Os arqueiros selvagens disparavam ao avançar; precipitavam-se para a frente, paravam, disparavam e depois corriam mais dez metros. Eram tantos que o ar estava constantemente cheio de flechas, todas elas em voos lamentavelmente curtos. Um desperdício, pensou Jon. Sua falta de disciplina está se revelando. Os arcos de chifre e madeira do povo livre, menores, tinham um alcance mais reduzido do que os grandes arcos de teixo da Patrulha da Noite, e os selvagens estavam tentando disparar contra homens que se encontravam duzentos metros acima deles.
– Deixem-nos disparar – disse Jon. – Esperar. Aguentar. – Os mantos batiam atrás deles. – Temos o vento na cara, isso irá custar-nos alcance. Esperar. – Mais perto, mais perto. As gaitas de foles gemiam, os tambores trovejavam, as flechas dos selvagens esvoaçavam e caíam.
– PUXAR. – Jon levantou o próprio arco e puxou a flecha até a orelha. Cetim fez o mesmo, e o mesmo fizeram Grenn, Owen Idiota, Bota Extra, Jack Negro Bulwer, Arron e Emrick. Zei levou a besta ao ombro. Jon observava o aríete que se aproximava cada vez mais, com os mamutes e gigantes a acompanhá-lo pesadamente de ambos os lados. Pareciam tão pequenos que Jon poderia esmagar a todos com uma mão. Se ao menos a minha mão fosse suficientemente grande. Começaram a atravessar a extensão coberta de cadáveres. Uma centena de corvos levantou voo da carcaça do mamute morto quando os selvagens passaram trovejando por ela. Mais perto e ainda mais perto até que... – DISPARAR!

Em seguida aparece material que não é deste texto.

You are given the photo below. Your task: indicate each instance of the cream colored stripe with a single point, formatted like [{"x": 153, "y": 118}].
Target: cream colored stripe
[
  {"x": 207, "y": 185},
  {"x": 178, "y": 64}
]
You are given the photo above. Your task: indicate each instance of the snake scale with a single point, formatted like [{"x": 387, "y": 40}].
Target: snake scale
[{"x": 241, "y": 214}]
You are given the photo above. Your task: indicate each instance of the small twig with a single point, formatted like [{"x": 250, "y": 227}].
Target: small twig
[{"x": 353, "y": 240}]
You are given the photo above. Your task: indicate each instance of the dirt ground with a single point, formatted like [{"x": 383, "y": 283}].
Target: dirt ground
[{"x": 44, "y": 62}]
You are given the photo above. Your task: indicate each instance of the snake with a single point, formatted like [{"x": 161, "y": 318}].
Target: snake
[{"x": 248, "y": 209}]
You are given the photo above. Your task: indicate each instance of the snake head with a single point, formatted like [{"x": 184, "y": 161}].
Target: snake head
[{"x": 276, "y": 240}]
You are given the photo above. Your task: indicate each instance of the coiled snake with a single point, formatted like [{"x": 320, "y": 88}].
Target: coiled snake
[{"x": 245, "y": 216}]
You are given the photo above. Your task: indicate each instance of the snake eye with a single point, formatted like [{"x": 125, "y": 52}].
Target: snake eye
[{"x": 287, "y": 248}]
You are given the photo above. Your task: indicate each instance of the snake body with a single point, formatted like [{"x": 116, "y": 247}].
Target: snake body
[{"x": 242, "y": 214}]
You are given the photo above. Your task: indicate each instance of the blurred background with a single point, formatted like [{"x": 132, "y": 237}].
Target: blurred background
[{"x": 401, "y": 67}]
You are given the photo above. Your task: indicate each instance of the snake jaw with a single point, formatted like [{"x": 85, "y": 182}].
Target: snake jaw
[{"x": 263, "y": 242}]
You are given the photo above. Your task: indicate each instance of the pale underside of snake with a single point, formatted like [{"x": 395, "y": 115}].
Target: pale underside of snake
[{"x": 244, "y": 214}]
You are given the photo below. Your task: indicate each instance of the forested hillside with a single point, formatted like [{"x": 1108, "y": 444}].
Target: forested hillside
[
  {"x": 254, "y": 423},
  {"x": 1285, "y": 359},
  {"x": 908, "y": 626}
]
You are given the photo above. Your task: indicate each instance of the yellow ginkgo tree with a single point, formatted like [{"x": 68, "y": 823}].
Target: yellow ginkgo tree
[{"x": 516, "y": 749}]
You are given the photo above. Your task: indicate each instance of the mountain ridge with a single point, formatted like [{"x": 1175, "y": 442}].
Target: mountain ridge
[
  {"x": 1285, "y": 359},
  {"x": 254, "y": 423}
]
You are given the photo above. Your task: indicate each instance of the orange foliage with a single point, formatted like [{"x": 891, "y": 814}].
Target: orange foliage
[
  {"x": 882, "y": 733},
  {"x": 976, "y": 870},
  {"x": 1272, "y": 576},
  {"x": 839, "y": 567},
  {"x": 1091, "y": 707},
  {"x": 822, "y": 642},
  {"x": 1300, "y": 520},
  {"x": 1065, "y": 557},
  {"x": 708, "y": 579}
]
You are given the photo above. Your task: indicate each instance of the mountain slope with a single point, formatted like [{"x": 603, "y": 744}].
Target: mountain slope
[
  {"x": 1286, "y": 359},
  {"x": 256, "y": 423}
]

As flechas negras silvaram para baixo, como serpentes em asas de penas. Jon não esperou para ver onde caíam. Estendeu a mão para uma segunda flecha assim que a primeira deixou o seu arco.

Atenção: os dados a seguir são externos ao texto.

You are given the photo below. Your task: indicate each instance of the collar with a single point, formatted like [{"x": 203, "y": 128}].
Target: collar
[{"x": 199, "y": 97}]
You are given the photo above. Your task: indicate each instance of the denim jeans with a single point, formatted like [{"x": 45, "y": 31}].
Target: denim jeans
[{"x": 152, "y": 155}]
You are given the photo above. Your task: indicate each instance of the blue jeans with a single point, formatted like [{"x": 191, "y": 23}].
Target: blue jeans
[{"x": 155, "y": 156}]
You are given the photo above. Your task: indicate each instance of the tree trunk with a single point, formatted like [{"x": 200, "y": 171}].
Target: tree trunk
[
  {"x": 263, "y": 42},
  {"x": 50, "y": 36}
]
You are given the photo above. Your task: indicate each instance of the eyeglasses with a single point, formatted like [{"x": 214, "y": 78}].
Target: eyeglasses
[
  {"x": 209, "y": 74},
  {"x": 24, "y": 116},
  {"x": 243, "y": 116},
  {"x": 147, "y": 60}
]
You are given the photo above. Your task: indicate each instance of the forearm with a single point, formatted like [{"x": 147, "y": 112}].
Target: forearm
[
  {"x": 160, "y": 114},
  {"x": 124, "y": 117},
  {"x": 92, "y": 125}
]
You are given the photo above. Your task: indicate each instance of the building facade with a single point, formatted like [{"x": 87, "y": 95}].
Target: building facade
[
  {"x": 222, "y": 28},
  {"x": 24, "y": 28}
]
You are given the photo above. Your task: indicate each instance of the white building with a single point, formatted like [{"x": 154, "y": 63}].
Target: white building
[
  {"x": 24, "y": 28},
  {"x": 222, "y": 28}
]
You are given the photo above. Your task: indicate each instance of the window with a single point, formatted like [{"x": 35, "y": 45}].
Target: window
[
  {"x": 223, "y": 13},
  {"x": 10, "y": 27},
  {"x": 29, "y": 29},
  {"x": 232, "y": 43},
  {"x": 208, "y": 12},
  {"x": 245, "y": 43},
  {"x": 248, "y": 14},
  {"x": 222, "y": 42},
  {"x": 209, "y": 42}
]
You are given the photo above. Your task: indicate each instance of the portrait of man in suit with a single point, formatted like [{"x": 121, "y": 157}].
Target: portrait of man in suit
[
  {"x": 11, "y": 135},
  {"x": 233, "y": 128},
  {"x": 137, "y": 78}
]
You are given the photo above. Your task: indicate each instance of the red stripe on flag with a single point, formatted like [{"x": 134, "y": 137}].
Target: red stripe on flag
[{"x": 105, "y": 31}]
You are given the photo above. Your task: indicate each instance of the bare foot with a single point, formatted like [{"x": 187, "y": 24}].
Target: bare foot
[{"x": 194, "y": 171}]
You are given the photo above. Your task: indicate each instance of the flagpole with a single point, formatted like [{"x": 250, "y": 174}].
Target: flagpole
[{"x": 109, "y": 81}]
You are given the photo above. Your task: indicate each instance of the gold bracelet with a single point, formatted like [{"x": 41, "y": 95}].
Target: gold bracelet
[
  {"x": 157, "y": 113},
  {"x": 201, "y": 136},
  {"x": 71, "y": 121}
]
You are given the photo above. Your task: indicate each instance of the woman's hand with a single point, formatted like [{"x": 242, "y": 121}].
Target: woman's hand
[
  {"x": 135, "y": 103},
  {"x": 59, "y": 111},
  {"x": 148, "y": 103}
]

– ENCAIXAR. PUXAR. DISPARAR. – Assim que a flecha partiu, pegou outra. – ENCAIXAR. PUXAR. DISPARAR. – E outra vez, e depois outra vez. Jon gritou pelo trabuco, e ouviu um rangido e um pesado tum quando uma centena de estrepes de aço cheias de espigões partiram girando pelo ar. – Catapultas – gritou –, balistas. Arqueiros, disparar à vontade. – Flechas dos selvagens atingiam a Muralha, trinta metros abaixo deles. Um segundo gigante girou e cambaleou. Encaixar, puxar, disparar. Um mamute virou de encontro a outro que seguia ao seu lado, derrubando gigantes ao chão. Encaixar, puxar, disparar. Viu que o aríete estava caído e quebrado, com os gigantes que o tinham empurrado mortos ou agonizando. – Flechas incendiárias – gritou. – Quero o aríete queimando. – Os berros dos mamutes feridos e os gritos ressonantes dos gigantes misturavam-se com os tambores e as gaitas, criando uma música horrível, mas seus arqueiros continuavam puxando e disparando, como se todos tivessem se tornado tão surdos quanto o falecido Dick Follard. Podiam ser a escória da ordem, mas eram homens da Patrulha da Noite, ou tão perto disso que não fazia diferença. É por isso que não passarão.